На коврике перед камином сидит девочка лет четырех. На ней синее бархатное платьице. Волосы темные, разделены косым пробором, удерживаются широкой белой лентой. Глаза карие, серьезные, настороженные.
На кровати грудной ребенок, спеленатый на ночь. Рядом с ним нянька, нагнулась, видна лишь ее спина. Взгляд девочки, направленный на сюсюкающую няньку, увлеченную малышом, достаточно красноречив. Но вот в комнате появляется еще один персонаж: мощная, высокая фигура, дышащая неумолимой энергией. Нянька и вошедшая женщина наперебой восторгаются крохой, а девочка наблюдает. Все вокруг громадное, несоразмерное: сама комната, камин, обе женщины, их реакция, мебель, даже часы, приказывающие всем, наблюдающие за всеми, не терпящие неповиновения. И все на эти часы боязливо косятся.

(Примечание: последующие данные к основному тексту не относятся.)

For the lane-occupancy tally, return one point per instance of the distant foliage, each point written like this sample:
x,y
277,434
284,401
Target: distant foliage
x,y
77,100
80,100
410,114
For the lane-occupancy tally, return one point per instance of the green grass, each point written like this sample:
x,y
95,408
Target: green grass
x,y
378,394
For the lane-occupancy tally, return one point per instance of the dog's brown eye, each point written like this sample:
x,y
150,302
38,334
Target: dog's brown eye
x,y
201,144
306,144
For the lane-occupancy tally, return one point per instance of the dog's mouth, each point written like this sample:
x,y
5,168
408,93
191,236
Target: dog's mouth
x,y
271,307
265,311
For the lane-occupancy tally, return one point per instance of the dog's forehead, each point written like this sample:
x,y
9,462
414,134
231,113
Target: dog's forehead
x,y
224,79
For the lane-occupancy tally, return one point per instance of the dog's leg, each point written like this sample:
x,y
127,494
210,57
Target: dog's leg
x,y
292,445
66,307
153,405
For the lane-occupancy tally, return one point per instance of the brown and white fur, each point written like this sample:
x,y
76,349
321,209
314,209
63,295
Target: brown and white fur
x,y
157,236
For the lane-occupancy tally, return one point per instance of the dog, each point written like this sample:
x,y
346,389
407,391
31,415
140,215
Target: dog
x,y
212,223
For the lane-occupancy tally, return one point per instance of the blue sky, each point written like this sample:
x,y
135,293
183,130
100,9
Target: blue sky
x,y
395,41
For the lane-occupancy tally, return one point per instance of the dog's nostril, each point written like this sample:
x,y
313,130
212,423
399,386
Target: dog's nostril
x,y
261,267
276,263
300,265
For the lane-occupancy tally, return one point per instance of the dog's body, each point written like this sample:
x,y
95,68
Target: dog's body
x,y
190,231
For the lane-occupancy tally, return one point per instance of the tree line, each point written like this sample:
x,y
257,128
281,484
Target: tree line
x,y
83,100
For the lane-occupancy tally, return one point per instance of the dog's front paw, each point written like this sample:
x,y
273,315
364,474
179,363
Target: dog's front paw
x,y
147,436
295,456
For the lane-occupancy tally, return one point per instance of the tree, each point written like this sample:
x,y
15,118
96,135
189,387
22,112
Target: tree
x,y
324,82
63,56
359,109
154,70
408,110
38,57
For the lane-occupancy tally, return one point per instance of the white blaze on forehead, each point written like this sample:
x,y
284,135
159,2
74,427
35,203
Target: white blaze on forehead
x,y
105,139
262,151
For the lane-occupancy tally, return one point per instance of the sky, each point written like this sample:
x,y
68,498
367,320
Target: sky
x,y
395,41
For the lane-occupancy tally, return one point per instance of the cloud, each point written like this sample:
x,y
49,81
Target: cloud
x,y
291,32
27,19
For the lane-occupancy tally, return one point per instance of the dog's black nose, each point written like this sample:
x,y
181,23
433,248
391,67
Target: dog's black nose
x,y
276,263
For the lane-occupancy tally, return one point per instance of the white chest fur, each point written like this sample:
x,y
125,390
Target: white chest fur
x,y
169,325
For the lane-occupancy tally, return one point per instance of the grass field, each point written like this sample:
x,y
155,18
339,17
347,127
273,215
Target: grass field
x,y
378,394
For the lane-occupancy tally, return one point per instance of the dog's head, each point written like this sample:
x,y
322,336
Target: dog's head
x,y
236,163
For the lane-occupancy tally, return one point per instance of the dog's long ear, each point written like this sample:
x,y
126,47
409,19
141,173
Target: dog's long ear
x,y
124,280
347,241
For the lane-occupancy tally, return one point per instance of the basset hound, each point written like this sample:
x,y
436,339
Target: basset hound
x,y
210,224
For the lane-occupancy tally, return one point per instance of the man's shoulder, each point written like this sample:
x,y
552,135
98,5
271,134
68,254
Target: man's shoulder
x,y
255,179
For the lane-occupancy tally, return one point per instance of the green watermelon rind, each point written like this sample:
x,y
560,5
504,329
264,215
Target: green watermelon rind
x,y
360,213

Этот интерьер погружен в пространство детства. Я всматривалась в него глазами ребенка, видела его громадным и неумолимым, однако одновременно сознавала его мелкость и незначительность, ощущая тиранию маловажного, бездумного. Клаустрофобия, духота, нехватка воздуха, нехватка пищи для ума, отсутствие устремлений… И все бесконечно, ибо в детстве конец дня невообразим в его начале, все подчиняется строгим белым часам.
Каждый день — как гора, на которую нужно карабкаться; большие упрямые стулья; громадная, выше головы, кровать; везде помехи, преодолеваемые при помощи больших рук, которые хватают тебя, переносят, подталкивают, подтягивают, рук, которые, если следить за этим малышом на кровати, могут быть нежными и предупредительными. Кроха высоко в воздухе, на руках няньки, кроха смеется. Мать хочет отобрать ребенка у няньки, но та не отдает.
— Это моя лялечка, — приговаривает нянька, — моя прелесть.
— Отдай, отдай, — требует громадная башня-мать; она выше няньки, выше всего в комнате.
— И не дам, не дам, не да-ам, — отвечает нараспев нянька, укачивая ребенка. — Это моя прелесть, а вы займитесь Эмили, мадам.
Нянька отворачивается от матери, загораживая от нее грудничка, а мать натянуто улыбается, и маленькая девочка не воспринимает ее улыбку, зато чувствует грубый рывок и слышит резкий вопрос:
— Почему до сих пор не разделась? Я когда еще тебе велела!
Начинается неприятная процедура стягивания платья, с толчками и царапаньем, с пуговицами, расстегиваемыми грубыми пальцами, с прищемлением кожи. Так не хочется снимать платье, потому что разные голоса его хвалили, говорили, что платье красивое и ей идет. Затем стягивается рубашечка, неприятно дернувшая подбородок. Колготки великоваты, от них попахивает, и мать, принюхавшись, недовольно ведет носом.
— А теперь живо в постельку! — И ночная рубашонка рывком натягивается на тело маленькой девочки.